I did not go back to the Parsonage. I went up to the moor, and wandered there in the cold and damp whilst I tried to sort out my feelings. Try as I would, though, I could think of naught save how Mr Nicholls had let me down, and I could not believe that he had been so two-faced. He had told me that she had some kind of hold over him, and I had had a good notion of what it was after reading Miss Anne's book, but still I could not see how he had come to even think of
wedding
her.

Within a day or two the news was all over the village because, seemingly, Mr Brontë had told every person he had spoken to. I do not know if Madam knew then of how the word had spread, but somebody – Miss Aykroyd I think – must have told her at some time as when we were alone in the kitchen she said to me that no doubt I had heard tell of what folk were saying. I looked at her straight and said that I had, but that I did not believe it. That did not please her a whit, and she said nothing more, though I could see that she wanted to.

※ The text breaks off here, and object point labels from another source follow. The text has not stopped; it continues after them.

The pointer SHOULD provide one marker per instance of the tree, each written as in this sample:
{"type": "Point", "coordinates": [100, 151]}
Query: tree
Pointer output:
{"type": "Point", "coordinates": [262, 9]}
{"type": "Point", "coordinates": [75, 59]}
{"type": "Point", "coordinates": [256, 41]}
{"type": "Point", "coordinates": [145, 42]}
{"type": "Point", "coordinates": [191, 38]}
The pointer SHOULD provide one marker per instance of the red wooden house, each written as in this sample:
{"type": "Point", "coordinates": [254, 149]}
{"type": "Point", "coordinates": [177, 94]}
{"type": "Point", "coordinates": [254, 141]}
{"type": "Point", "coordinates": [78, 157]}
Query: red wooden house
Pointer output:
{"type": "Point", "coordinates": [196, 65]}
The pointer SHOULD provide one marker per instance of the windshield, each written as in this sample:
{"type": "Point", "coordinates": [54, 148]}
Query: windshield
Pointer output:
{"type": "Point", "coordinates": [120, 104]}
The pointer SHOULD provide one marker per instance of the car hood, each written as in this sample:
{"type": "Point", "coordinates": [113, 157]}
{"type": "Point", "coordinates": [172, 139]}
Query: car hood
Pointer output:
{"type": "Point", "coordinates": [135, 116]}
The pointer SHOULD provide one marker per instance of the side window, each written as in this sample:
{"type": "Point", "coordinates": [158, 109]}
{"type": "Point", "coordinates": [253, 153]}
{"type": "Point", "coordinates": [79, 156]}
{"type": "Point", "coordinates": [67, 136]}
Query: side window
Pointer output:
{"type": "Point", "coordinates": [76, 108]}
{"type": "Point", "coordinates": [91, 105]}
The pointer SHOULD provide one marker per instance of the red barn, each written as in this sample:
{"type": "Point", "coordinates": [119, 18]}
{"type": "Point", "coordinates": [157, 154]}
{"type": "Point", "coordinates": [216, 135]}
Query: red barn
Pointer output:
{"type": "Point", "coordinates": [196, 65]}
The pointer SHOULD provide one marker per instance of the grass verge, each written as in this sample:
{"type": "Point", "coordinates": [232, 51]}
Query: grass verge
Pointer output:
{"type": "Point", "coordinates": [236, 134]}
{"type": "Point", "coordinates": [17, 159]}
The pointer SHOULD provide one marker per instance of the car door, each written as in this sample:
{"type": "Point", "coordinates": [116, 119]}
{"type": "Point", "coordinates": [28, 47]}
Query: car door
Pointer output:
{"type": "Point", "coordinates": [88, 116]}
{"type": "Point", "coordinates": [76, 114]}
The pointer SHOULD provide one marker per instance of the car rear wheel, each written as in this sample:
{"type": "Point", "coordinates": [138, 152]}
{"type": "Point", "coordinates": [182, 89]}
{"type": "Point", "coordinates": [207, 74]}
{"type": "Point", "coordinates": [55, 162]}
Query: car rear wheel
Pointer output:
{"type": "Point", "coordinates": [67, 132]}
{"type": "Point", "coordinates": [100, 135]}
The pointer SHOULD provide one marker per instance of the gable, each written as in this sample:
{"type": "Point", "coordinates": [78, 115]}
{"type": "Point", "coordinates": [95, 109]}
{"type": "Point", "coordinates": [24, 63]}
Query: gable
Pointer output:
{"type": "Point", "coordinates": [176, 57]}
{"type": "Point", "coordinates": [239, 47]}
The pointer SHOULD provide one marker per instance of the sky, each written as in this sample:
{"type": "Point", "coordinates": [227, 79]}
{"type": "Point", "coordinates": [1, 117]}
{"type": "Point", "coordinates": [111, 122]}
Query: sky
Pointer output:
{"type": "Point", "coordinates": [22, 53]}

As for Mr Nicholls, I had seen him in our house but there had been no chance to talk to him properly there, and he stopped going to the Parsonage altogether. I was firm in my intent to see him though, and so I did what I had done before. The next time I went home I put a note under his door saying that I just
had
to speak to him, and that I would be in what we called our own place on the moor at a certain time a little later that night.

When I got there I saw that he was there first, and he came walking towards me as I drew near. He went to take me in his arms, but I would have none of it and started in straightaway to tell him what I thought of him. The words just poured out, and the tears as well, until at last I just dropped down on a rock – talked out and snivelling.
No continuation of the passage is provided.